The cooperative patent classification (CPC) is more detailed than the international patent classification (IPC). Therefore, a US shower patent was chosen as the research object. This case searched for and downloaded US shower patent text prior to 2020 through the well-known patent website USPTO database (http://www.uspto.gov accessed on 1 December 2019). A total of 1733 US shower patent texts were obtained with the keywords and CPC numbers in Table 6, in which the * means string of character of any length. The results met the requirements of patent analysis by conforming to the recall ratio and the accuracy ratio.

5.3. Data Preprocessing and Supplementation

First, we checked the shower patent texts and queried and supplemented missing shower patent text manually. Next, we extracted the patent overview section of the text and applied the BeautifulSoup module in Python to remove the label section, the title section and the garbled section from the text.

5.4. POS Tagging and SAO Acquisition

There are three kinds of NLP libraries currently: spacy, NLTK and core NLP. Because Spacy has certain advantages in terms of application ability, running speed and accuracy, it was used for extracting SAO structure and to annotate the POS of words in the text. The first step was to put the overview section of the obtained patent text into a CSV file, then, the overview was read line by line, and the punctuation in each sentence was divided into sentences in the form of regular expressions. Finally, all the sentences were listed, and Spacy was used to mark the POS of the words. Next, we extracted the subject, action, and object in the text according to POS tagging. Some sentences contained multiple subjects, actions, and object keywords. After matching, a total of 1048574 SAO structure groups were acquired. Each SAO structure group was input into the DataFrame according to patent number. Finally, the DataFrame was saved locally in CSV format. The results are shown in Table 7:

In order to verify the effectiveness of this method, we compared our results with TF (term frequency) and TF-IDF keyword extraction algorithms, which are traditional methods [37,49,50], by precision (P), recall (R) rate and F-measure (F) Equations (11)–(13).

P = \frac{T P}{T P + F P}

(11)

R = \frac{T P}{T P + F N}

(12)

F = \frac{2 \times P \times R}{P + R}

(13)

Ten patents that contained more than 600 words were randomly selected as test objects, and experts were invited to verify the effect. The results are shown in Figure 7. The ROC value of our technique (SAO-complex network (SAO-CN)) is significantly better than that of other algorithms.

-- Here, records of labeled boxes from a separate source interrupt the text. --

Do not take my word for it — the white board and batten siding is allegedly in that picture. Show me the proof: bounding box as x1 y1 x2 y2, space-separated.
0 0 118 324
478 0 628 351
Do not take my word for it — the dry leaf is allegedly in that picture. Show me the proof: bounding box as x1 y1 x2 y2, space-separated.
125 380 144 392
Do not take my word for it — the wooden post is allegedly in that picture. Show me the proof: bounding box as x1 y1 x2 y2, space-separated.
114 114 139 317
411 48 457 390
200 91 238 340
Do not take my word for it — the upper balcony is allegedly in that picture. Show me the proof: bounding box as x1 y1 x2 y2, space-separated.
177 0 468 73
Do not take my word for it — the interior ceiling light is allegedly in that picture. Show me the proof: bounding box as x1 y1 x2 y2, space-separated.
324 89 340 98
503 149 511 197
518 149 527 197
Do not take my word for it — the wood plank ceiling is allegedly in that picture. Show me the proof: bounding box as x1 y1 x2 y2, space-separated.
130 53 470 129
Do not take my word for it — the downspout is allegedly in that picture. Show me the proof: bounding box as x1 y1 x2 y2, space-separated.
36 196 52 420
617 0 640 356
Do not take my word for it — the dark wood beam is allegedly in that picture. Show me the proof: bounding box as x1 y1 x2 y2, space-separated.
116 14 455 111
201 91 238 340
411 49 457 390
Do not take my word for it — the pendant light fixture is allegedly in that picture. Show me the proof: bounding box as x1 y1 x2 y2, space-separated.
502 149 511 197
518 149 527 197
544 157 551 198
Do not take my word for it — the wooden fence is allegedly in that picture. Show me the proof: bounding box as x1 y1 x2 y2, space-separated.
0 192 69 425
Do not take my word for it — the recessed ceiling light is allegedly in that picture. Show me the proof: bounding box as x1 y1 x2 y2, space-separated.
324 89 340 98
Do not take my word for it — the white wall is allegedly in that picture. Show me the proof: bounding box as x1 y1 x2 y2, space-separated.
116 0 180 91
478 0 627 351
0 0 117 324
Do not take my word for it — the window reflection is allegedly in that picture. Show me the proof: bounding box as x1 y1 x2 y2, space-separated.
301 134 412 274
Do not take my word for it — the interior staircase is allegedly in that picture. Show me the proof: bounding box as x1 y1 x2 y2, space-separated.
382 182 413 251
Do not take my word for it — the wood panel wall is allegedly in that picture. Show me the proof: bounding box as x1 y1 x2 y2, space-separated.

There are some words with high similarity in the combination of SAO keywords, such as ‘head’ and ‘heads’; ‘contained’ and ‘containing’. Generally, the similarity between words and their plural forms and the primary meaning of passive voice is 1. Thus, synonyms are combined for nodes with the original similarity of 1. The degree of a node is taken as the weight to measure the size of the node. After statistical treatment, the weight of the corresponding nodes are shown in Table 8:

5.5. Complex Network Construction and Core Component Acquisition

Gephi is software for analyzing complex networks. In this study, Gephi was applied to analyze the shower patent case. For analyzing the shower patent text and building a complex network: firstly, import the CSV file into Gephi; take ‘subject’ as the initial node, ‘label’ as the directed edge, and point to the node target at ‘object’. Finally, 3099 groups of component nodes are obtained by selecting and eliminating the SAO structures independent of components. Screen the core nodes by the K-core algorithm, and obtain the complex network of SAO keyword combinations of shower patent text, as shown in Figure 8:

According to Formula (9), the occupancy of component resources (CRO) is obtained by taking the centrality of eigenvector as the judgment standard, as shown in Table 9.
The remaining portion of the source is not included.